= Wireless LAN Interoperability Forum =

Former industry organization

The Wireless LAN Interoperability Forum (WLIF) was a non-profit industry organization founded in 1996 to promote and certify wireless LAN products. It was active from about 1996 through 1998 and disbanded in 2001.

==History==
The organization was announced on May 20, 1996, chaired by Chris Gladwin of Zenith Data Systems.
It first based its technology on the RangeLAN2 products licensed by Proxim Wireless, which were originally developed around 1994.
The RangeLAN2 name was later changed to OpenAir, and IEEE 802.11 standards were later mentioned, although the Wi-Fi Alliance controlled the trademark for those protocols.
In 1998 Mike Jones of Intermec Technologies was its chairman and its membership included:
AMP (now part of Tyco Electronics), Citadel, Cruise Technologies, Data General, Fujitsu Personal Systems, Hand Held Products, Hewlett-Packard, IBM, IDWare, Intermec Technologies, Kansai, Kinetic Computer, LXE, MaxTech, Mitsubishi Electronics America, Monarch Marketing Systems (subsidiary of Paxar, then part of Avery Dennison), Motorola, NEC Computer Systems Division, Percon (formerly a division of PSC Inc., later IntelliTrack), Proxim Wireless and Sharp Corporation.
Hand Held Products (later Honeywell) marketed Dolphin RF devices to extend Ethernet
and a barcode scanner.

==RangeLAN2==
RangeLAN2 was a broad family of wireless devices developed by Proxim Wireless, and is a trademark of that company. It also refers to the RangeLAN2, used by these devices, which was subsequently officially renamed OpenAir. RangeLAN2 devices have typical bandwidths of about 2 Mbit/s, and an indoor range of about 150 ft, similar to 802.11b. RangeLAN2 uses spread-spectrum radio transmission technology. These devices can interoperate with 802.11b and can still be used today. Support for RangeLAN2 products was aimed primarily at the Microsoft Windows market, but drivers for some RangeLAN2 products (such as PCMCIA cards) for Mac OS 9 were developed, although
these did not get wide distribution. Linux drivers were also developed for many RangeLAN2 devices.

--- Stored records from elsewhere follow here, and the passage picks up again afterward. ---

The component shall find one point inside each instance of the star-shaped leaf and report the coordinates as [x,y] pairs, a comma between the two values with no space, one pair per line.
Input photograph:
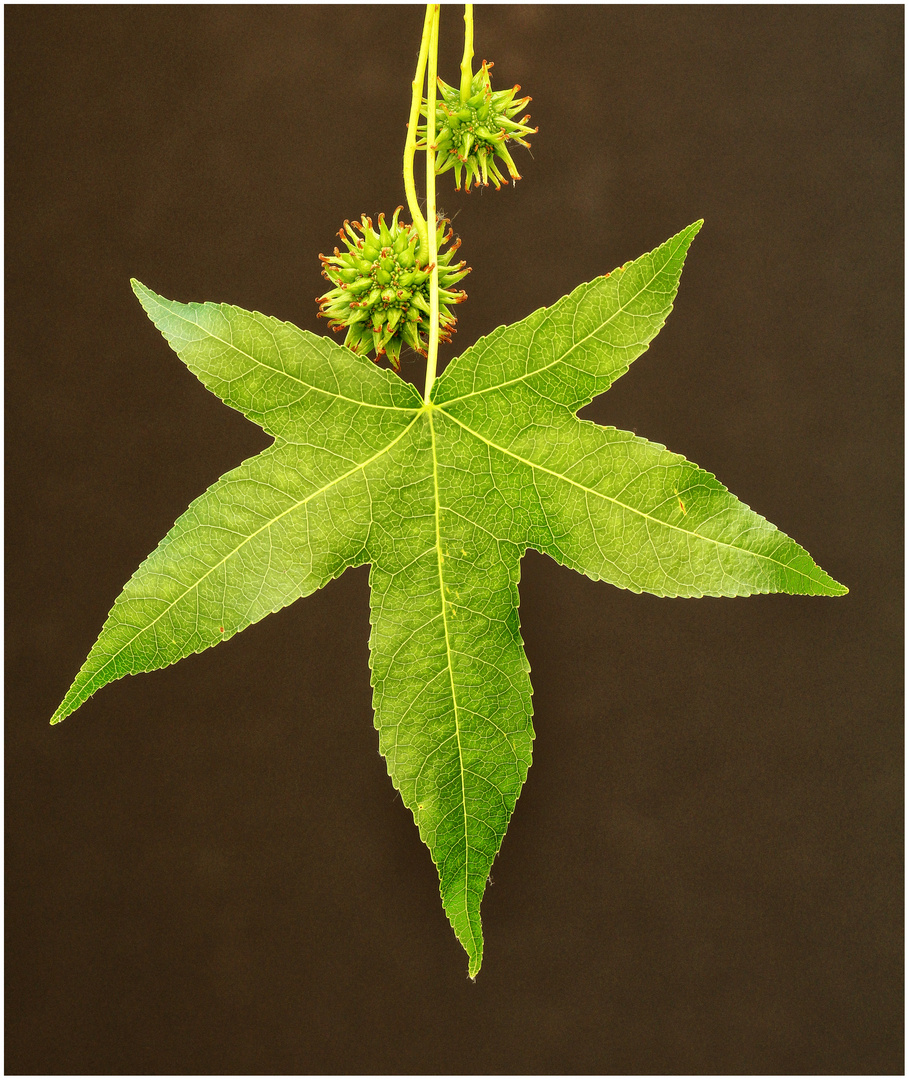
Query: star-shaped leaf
[442,499]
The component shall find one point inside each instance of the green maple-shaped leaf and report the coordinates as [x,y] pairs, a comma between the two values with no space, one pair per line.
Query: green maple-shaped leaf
[442,500]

Typical RangeLAN2 figures:
- Radio Data Rate: 1.6 Mbit/s per channel, 800 kbit/s fallback rate
- Channels: Supports 15 independent, non-interfering "virtual channels"
- Official Indoor Range: Up to 500 feet (~150 m) radius (not necessarily reached in practice)
- Official Outdoor range: 1,000+ feet (300+ m) radius

==OpenAir==
The protocol operated in the 2.4 GHz ISM band and used frequency hopping with 0.8 and 1.6 Mbit/s bit rates via 2 or 4 bits per symbol frequency-shift keying modulation.

This protocol was in use prior to the adoption of the IEEE 802.11b standard, and was in competition with it, and uses approximately the same portion of the radio spectrum. When 802.11b was adopted as a standard, the RangeLAN2 market began to contract and OpenAir use declined.